Everyone has their own way to deal with internet burnout. Weekend stints away from technology; writing essays about how stepping away from the Internet changed your life for the better (or worse); even putting your phone inside of a faraday cage could all help ease the feeling you get from checking your inbox.
Going offline? You don’t need to turn it into a spectacle, nor do you need to cut the web out of your life completely and live like a Luddite. Perhaps the solution to your distracted lifestyle isn’t a jettisoning of your entire online existence, but a scaling back of what you consider “going offline.”
nonline or non-line (adj.): No longer found on, made available to, or primarily accessed or contacted through the Internet.
In his newsletter he described his self-imposed exile from the modern web as a quest to rediscover writing for an audience of one instead of the thousands of followers he has, as well as a realization of how easy it is to feel like everything is immediate, urgent, and demands attention. Being online today means keeping everyone updated or informed of your activities.

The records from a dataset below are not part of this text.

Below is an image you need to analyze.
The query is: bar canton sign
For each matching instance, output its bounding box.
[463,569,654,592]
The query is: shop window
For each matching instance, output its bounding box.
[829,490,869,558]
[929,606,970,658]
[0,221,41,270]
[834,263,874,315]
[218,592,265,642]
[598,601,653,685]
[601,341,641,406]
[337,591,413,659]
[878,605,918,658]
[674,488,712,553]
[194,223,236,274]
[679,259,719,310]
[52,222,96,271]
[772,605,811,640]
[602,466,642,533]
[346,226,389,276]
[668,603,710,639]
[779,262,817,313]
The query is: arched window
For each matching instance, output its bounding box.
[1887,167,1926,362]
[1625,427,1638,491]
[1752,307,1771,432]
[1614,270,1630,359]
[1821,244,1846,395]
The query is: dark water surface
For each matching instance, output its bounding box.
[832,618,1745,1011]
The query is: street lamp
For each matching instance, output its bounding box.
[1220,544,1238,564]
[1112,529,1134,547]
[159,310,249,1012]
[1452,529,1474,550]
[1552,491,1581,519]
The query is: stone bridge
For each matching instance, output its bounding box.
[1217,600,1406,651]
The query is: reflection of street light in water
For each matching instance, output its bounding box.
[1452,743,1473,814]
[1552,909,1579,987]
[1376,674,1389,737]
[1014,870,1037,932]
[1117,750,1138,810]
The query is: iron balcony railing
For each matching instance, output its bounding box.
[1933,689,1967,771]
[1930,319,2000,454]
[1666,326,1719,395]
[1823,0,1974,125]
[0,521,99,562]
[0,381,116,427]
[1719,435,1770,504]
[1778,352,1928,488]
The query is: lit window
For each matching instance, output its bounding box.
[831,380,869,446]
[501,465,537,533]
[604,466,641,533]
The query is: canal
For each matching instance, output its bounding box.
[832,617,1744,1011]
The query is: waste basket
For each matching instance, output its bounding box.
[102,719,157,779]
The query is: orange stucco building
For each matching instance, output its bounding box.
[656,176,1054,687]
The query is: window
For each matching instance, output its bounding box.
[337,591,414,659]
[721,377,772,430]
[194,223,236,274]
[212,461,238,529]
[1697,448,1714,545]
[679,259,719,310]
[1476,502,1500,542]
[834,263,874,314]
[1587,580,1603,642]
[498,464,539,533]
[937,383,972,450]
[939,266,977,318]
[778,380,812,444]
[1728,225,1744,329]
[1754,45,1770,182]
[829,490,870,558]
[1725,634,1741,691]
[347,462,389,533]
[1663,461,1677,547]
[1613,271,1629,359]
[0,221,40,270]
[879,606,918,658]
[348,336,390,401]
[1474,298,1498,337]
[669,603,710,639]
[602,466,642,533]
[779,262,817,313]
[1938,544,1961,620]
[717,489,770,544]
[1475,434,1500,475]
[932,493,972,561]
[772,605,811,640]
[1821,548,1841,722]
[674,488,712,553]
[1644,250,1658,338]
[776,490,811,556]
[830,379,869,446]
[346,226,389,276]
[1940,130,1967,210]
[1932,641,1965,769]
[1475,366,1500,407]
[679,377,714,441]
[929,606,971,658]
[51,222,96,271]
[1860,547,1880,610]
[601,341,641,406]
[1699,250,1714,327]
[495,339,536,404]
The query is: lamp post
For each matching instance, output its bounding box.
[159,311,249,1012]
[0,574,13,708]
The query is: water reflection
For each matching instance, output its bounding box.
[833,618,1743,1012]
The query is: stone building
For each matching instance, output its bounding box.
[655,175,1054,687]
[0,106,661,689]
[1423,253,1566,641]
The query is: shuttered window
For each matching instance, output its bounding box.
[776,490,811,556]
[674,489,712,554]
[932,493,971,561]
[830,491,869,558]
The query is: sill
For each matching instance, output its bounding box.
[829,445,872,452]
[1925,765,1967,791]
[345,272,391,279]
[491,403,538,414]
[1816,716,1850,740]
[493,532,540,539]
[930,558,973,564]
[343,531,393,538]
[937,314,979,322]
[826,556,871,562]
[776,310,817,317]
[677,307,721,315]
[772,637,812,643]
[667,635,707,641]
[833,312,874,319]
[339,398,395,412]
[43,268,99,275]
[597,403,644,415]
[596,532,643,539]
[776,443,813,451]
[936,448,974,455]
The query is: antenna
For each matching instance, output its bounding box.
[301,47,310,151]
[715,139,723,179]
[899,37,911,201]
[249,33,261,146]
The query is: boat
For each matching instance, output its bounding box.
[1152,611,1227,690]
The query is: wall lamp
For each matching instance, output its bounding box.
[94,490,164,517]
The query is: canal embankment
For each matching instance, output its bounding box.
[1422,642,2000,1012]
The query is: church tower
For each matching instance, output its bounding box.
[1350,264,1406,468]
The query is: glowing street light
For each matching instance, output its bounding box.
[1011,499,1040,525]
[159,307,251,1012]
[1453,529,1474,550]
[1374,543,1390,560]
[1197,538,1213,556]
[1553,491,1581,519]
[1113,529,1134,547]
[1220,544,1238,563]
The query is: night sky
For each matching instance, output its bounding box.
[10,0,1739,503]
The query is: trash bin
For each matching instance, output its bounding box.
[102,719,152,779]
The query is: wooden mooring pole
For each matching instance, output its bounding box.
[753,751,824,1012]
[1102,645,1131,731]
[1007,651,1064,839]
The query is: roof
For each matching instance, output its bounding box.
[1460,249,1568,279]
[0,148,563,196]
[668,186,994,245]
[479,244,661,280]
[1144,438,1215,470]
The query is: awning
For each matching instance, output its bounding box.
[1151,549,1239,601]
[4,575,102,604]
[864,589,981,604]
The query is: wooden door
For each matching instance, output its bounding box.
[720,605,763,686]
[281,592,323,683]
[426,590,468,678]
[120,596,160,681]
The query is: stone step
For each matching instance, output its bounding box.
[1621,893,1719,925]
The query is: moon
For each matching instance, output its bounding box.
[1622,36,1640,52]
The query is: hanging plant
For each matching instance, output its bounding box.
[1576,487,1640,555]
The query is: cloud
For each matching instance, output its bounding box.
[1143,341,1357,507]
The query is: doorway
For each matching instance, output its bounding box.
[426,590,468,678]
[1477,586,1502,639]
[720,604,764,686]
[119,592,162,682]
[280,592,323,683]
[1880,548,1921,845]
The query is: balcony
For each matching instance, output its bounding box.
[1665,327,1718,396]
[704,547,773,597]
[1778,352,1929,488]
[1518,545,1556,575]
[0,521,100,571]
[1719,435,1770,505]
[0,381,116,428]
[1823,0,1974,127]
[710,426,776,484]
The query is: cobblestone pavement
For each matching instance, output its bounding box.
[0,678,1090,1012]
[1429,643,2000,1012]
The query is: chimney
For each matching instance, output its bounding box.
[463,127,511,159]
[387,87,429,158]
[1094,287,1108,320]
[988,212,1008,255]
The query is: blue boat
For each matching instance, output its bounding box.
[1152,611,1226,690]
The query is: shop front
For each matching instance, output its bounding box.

The tools make it so very easy to broadcast even the silliest and most fleeting of thoughts immediately. I’ve adopted the sense of extreme urgency I feel (perhaps wrongly, I admit) the tools demand from me. That everyone needs to know “What’s Happening?” in my head right this second. I’ve also convinced myself that, if I don’t show up and keep hitting publish, the people that really do care about my work and words will stop caring and move on. I think that’s a problem.
Okay, “nonline” is a little pretentious, but it does a great job of defining what we consider “online” and “offline” activity. For many, going offline means unplugging and turning off everything with a display and an internet connection. Going offline involves doing things in the “real world” like cooking for your “family” and “talking” on the “phone” with someone you “love” or something like that. But going “nonline” might mean keeping up on your email (a necessity more than an option) while abandoning the rest of your online persona. It ain’t going anywhere.
The benefits of going “nonline” are apparent if you’ve ever thought about how you feel after using the Internet for just a few hours. It’s constantly tricking us, making us think we’re smarter than we are, substituting actual knowledge with where you found it, and bombarding you with a constant stream of negative news, vitriol-spewing commenters (not you guys, I love you), and jokes about “covfefe” while the world falls apart around you. All of that isn’t great for your mental well-being, as asserted by nearly every article about the web.